The input tax amount of this case is about design expenses and advertising expenses incurred in creating a comprehensive resort complex to the real estate of this case. It was not possible for some investors to implement a comprehensive resort complex development project on the wind of provisional seizure and provisional registration with regard to the real estate of this case. Accordingly, in the situation that some of the real estate of this case can no longer proceed with a comprehensive resort complex development project due to its light of operating funds, the sale of some of the real estate of this case was made through voluntary auction.

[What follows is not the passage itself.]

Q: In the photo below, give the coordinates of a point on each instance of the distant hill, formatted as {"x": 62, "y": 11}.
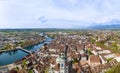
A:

Thus, the input tax amount of this case is about a comprehensive resort complex development project, which is a taxable business, and it is not related to a land sale business, which is

(b) Related statutes;

Article 12 of the Value-Added Tax Act

Article 17 of the Value-Added Tax Act

C. Determination

살피건대, 이 사건 매입세액이 과세사업인 종합휴양단지 조성사업에 관련된 것인지 아니면 면세사업인 이 사건 부동산의 분양사업에 관련된 것인지 여부가 쟁점이라고 할 것인바, 갑 제1호증, 을 제12 내지 13호증의 각 기재 및 이 법원의 주식회사 ○○일보사에 대한 사실조회 결과에 변론 존체의 취지를 종합하여 인정할 수 있는 다음과 같은 사정들 즉, ① 법인등기부등본 목적사업에 부동산매매업을 포함하고 있는 원고가 이 사건 부동산을 고정자산이 아닌 재고자산으로 회계처리함으로써 이 사건 부동산을 판매대상인 상품으로 인식한 점, ② 원고가 2003년도 법인세 과세표준을 신고함에 있어 신고한 수입금액 1,505,000,000원 전액이 이 사건 부동산의 분양대금인 점, ③ 원고가 이 사건 부동산에 관하여 일간지에 게재한 광고는 투자자에게 등기필증을 교부하고 연 15.3%의 확정배당금을 지급하겠다는 내용인 점, ④ 원고가 이 사건 부동산에 종합휴양단지 조성사업을 추진하기 위하여 어떠한 노력을 하였다는 점에 대한 아무런 자료도 제시하지 못하고 있는 점, ⑤ 원고는 2001.5.28. 설립도니 후 ○○월드 주식회사, ○○시티 주식회사로 상호를 자주 변경하고, 대표이사와 본점소재지도 수차례 변경하였으며, 강원도 ○○군 ○○면 ○○○리 산7 외 2필지 86,152㎡를 매수한 후 이를 분할하여 전매한 전력이 있는 점 등ㅇㄹ 종합하여 보면, 원고는 이 사건 부동산에 종합휴양단지 조성사업을 하려고 한 것이 아니라 면세사업인 이 사건 부동산을 분양하는 사업을 한 것으로 봄이 상당하다.

Therefore, the input tax amount of this case is related to the sales business of the real estate of this case, which is a tax-free business, so the plaintiff's above assertion is without merit.

4. Conclusion

If so, the plaintiff's claim is without merit, and it is dismissed. It is so decided as per Disposition.